This blog is entitled Relationship Architecture for a reason: I strongly believe that building relationships is the key to success and happiness; I also believe most people do not work hard enough at building on a day-to-day basis. Building respect, building camaraderie, building trust – there is a laundry list of things we should be building every day, and I know that many people take these pieces for granted or hope they will solidify over time. You can’t hope to build a relationship; you have to work at it. That is the only way to ensure that it will be fruitful: you have to pay attention to your relationships and nurture them to help them grow.
We talk a lot about Transactional vs. Relationship business models in Winning the Customer; it is our philosophy that in order to have sustainable growth in revenue, you cannot approach your consumers in a transactional manner. You must pay close attention to their wants and needs to build a strong relationship that will equate to a lifetime of purchases. When you think about it, it is the same practice that should occur in every aspect of your life. Everything in your life will flourish if you tend to it, take care of it, and work at making it better. I think the problem is that the last verb throws people off. “Work” quite often has a negative connotation. It most definitely is work to properly do all I described above, but it is also deeper than work. It’s about paying attention to all aspects of your life to make sure they are optimal.
Think about your neighbor who has a pristine backyard, with beautiful flowers and perfectly trimmed bushes. I’ll bet you look at her landscape and admire how nice everything looks. I am sure you even hear comments agreeing with your sentiment and even ones that question, “How does she get those flowers to grow so beautifully?” I will tell you how – she pays attention to it. She tends to its needs: watering, fertilizer, trimming, weeding, whatever it needs to flourish. The results attest to her efforts.

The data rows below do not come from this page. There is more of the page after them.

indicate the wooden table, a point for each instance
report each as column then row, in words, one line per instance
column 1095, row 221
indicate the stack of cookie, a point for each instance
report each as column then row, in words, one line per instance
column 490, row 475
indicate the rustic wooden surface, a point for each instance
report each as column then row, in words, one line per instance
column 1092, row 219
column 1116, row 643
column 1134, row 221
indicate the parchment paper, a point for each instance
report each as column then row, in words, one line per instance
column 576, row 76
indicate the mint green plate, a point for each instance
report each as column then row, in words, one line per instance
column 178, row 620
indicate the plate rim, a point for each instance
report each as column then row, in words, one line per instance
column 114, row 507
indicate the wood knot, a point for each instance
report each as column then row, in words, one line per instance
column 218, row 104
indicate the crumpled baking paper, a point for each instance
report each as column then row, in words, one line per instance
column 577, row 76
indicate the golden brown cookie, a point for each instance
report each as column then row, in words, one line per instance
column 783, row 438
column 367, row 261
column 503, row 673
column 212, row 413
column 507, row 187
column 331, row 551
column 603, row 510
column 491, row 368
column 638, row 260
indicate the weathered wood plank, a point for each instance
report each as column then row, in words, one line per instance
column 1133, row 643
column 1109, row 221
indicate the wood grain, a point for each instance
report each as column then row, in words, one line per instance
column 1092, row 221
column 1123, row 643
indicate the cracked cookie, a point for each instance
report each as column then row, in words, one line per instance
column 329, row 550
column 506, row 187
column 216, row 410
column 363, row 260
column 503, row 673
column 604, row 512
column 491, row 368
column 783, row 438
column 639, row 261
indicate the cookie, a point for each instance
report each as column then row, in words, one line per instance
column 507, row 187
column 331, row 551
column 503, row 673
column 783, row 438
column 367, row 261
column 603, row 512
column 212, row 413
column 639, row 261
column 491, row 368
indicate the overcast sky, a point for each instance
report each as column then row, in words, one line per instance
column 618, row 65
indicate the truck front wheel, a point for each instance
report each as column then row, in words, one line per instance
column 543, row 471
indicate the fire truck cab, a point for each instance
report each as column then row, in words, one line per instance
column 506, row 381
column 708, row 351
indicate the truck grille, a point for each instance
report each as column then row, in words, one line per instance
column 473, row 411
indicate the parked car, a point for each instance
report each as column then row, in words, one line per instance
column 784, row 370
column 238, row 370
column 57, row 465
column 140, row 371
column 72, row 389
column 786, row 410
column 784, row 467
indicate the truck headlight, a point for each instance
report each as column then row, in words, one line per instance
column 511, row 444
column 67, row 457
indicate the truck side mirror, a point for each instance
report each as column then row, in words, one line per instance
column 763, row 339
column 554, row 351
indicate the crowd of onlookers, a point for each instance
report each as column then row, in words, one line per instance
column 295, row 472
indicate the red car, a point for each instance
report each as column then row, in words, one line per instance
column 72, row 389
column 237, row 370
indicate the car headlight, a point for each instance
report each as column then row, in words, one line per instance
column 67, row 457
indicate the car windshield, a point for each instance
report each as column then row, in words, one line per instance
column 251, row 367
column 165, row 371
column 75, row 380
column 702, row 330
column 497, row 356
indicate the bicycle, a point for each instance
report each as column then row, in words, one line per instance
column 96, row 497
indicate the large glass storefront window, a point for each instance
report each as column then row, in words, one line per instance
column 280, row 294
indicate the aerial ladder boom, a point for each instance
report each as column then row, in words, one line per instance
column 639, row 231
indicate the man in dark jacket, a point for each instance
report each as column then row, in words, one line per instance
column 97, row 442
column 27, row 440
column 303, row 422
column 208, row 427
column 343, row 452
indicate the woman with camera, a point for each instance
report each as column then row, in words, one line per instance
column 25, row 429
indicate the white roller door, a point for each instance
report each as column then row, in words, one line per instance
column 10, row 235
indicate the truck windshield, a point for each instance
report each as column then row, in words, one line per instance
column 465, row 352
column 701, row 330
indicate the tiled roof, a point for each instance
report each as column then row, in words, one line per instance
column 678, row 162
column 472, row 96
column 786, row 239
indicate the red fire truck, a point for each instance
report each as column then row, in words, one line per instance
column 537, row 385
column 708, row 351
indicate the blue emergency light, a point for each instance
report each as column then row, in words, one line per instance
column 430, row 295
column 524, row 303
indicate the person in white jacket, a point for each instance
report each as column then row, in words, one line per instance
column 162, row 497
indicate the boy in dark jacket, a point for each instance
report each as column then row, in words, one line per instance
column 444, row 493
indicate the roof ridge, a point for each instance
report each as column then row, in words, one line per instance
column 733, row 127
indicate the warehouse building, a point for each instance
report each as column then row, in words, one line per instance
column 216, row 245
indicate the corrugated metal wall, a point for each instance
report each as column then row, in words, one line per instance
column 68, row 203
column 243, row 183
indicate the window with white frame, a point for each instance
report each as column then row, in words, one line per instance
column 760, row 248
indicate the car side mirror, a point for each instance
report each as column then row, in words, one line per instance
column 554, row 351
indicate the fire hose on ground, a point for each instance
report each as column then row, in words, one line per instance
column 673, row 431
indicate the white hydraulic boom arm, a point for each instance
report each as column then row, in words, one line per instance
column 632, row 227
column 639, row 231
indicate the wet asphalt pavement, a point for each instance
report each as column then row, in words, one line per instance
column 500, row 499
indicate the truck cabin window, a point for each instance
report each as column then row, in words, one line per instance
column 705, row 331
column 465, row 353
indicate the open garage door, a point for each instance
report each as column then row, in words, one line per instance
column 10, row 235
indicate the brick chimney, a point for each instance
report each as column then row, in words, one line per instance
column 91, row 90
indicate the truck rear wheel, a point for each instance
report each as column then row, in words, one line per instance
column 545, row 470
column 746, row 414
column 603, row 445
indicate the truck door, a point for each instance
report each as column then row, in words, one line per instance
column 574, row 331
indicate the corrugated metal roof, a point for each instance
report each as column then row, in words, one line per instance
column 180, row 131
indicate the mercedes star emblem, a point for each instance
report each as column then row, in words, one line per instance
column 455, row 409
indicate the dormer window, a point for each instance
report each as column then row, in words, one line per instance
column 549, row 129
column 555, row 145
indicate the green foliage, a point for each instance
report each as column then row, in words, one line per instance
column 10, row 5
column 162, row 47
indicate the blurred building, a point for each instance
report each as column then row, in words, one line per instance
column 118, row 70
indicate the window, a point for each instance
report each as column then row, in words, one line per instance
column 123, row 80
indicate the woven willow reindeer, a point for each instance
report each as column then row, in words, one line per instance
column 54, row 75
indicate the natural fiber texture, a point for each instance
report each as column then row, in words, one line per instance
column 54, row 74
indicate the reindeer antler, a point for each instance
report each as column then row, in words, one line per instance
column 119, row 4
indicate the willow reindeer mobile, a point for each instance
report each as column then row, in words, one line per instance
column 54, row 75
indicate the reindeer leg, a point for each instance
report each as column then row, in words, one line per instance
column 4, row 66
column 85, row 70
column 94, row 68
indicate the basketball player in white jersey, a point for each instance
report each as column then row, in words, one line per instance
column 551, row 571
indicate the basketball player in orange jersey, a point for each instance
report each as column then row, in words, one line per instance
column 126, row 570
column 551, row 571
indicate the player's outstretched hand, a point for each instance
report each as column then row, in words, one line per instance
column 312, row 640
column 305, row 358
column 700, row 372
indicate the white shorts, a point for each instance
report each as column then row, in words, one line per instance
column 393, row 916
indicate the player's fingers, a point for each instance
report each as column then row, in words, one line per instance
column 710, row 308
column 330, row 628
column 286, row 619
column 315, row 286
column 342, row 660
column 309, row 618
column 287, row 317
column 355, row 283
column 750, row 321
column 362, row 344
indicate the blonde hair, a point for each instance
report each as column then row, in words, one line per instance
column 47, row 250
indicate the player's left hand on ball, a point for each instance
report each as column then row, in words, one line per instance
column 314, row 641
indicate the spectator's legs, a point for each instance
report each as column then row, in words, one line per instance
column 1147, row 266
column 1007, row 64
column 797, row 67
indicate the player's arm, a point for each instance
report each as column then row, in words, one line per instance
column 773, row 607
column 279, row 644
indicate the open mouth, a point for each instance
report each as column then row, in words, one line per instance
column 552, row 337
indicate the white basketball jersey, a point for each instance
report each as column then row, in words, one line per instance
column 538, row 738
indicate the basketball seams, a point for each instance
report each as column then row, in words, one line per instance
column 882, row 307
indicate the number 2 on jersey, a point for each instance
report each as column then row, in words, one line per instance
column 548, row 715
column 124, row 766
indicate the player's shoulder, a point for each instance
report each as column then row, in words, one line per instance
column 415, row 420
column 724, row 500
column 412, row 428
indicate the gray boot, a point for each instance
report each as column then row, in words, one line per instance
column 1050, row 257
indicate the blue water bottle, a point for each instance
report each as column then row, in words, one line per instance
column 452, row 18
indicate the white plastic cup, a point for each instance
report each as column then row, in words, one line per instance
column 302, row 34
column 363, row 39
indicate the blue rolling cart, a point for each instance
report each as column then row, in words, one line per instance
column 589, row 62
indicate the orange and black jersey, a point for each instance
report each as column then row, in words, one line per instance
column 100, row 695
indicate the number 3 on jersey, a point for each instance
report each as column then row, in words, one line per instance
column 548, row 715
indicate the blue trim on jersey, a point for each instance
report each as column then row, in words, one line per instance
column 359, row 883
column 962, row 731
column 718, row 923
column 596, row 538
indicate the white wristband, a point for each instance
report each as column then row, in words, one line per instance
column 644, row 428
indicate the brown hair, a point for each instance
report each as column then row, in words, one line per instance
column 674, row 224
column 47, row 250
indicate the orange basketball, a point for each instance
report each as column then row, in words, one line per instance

No matter what you do in life, if you treat it in a transactional way you will not optimize its potential. You will prevent it from flourishing. In order to tend to your life in this manner, you cannot view your efforts as “work”; you have to treat them as a lifestyle. You have to know where you want every aspect of your life to be and you have to adopt the philosophy that this is just part of the way you live. I have been a parent for almost 13 years; if you want to select a relationship that epitomizes this philosophy, it is having children come into your life. Children need you to pay attention to them. I know that appears to be an obvious statement, but I do not think everybody gets it, and I am certain that everybody doesn’t practice it.
Entering into parenthood shouldn’t be taken lightly. Being a parent is time-consuming, hard work. It should be well thought through and committed to completely prior to conception. I hope everyone would agree with this. Having children is a lifestyle decision, and you have to be prepared for what you need to put into raising kids. And it’s not hard to see who has been tending to their children and who treats it like a transaction. It’s not just about making sure they have breakfast, get dressed and are off to school. That is the transactional part of parenting. The real difference maker is if you are paying attention, listening, laughing, playing catch, building sand castles, and tending to their emotional needs as much as their physical ones. Great kids do not just happen; they have been brought up that way. It’s a lifestyle, and it all stems from paying attention.
Business relationships need the same care. The stakes are not the same, but the results definitely can be as rewarding. When you enter into a new business relationship, where it goes all depends on how you build it and how you tend to it. If you want it to flourish, you cannot just focus on the nuts and bolts of the relationship; you have to pay attention to every aspect. That comes with first adopting the principal that it’s not just work, it’s a lifestyle. Remember – plants don’t wilt and kids behave when you tend to them; business relationships will be profitable when you do the same. The results are not accidental.